The cycle of the Scrum iteration
Scrum also has Artifacts that each Scrum Team needs to be aware of during the development lifecycle like: Product Backlog, Sprint Backlog, and Product Increment. The Product Backlog is a collection of desired features for the product. The Sprint Backlog is a set of tasks to be completed in the current sprint. And finally, the Product Increment is the output of a Sprint Backlog consisting of all items that are Done and potentially shippable.
The term Kanban comes from Japanese and it literally means “signboard”. This Agile method to manage workflow doesn’t define any roles or ceremonies in the way that Scrum does, but it is based on three basic principles:
- Visualization – the Kanban board with columns representing every stage of the work process helps the team visualize the process and make sure that nothing is forgotten
- Minimum passage time – called cycle time, it shows the time spent passing the project from the “to do” to the “done” stage
- Limitation of Work in Progress (WIP) – articulates the maximum possible items in the in-progress column, helping the team stay focused. This reduces waste and improves quality and flow.
Find references below:
- * https://agilemanifesto.org/
- ** https://www.wirtek.com/achieving-customer-experience-success-through-agile/
- *** https://www.wirtek.com/agile-a-way-of-thinking/
- Course: The Fundamentals of Agile by Stephen Haunts | Pluralsight https://app.pluralsight.com/library/courses/agile-fundamentals
- Course: Kanban Fundamentals by Steve Smith | Pluralsight https://app.pluralsight.com/library/courses/kanban-fundamentals
In today’s competitive and ever-changing business environment your company operates under the pressure of innovating faster and on a superior level, in order to achieve the best results in terms of return on investment.

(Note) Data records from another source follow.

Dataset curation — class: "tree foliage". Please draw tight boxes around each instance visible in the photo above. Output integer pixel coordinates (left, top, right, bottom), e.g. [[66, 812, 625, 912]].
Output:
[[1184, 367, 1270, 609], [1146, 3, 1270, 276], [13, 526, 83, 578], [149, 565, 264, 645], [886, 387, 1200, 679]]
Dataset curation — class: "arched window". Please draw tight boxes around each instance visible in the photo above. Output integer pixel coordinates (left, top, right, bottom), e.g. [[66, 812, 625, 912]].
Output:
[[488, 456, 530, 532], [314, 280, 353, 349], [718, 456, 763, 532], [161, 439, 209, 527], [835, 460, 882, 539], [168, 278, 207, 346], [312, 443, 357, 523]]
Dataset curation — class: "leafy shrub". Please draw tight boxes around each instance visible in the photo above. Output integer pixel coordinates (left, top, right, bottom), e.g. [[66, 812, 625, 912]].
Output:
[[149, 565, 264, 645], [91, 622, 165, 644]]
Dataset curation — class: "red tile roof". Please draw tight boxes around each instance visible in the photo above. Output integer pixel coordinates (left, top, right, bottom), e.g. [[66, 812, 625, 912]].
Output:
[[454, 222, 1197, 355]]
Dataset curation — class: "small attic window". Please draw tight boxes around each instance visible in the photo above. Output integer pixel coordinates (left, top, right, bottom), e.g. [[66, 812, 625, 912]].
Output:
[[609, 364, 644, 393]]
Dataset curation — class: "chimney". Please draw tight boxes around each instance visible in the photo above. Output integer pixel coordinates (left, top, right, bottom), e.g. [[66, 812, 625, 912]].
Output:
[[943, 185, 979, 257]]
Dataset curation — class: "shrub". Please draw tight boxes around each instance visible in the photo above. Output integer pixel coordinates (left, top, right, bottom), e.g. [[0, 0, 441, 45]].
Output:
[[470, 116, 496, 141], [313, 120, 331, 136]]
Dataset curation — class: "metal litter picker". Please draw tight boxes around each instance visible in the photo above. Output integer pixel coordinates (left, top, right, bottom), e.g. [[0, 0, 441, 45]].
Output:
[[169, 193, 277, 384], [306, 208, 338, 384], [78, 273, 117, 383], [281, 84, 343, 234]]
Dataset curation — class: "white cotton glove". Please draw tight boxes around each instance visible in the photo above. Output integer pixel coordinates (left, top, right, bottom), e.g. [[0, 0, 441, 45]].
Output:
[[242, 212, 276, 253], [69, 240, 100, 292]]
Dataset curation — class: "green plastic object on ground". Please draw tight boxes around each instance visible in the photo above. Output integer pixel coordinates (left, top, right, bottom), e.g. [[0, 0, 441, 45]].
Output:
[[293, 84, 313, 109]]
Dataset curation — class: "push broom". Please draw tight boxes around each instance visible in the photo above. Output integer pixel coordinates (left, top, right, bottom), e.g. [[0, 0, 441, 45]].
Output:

Agility is also required as we need to quickly respond and adapt to the unfolding COVID-19 crisis to be able to continue delivering services and value to our customers. Whether working in the office or from home, your team members need to be able to harness the full potential of a collaborative approach in order to build systems resilience.
In conclusion, Agile enables improved communication within your team and with your customers. It fosters continuous learning and therefore adaptability to the environment. Regardless of the Agile project management framework, your team is using, as long as the team members stick to the principles and the core values they will continuously deliver high-value functionality early to customers. This will help minimize the impact on the course of the company’s growth.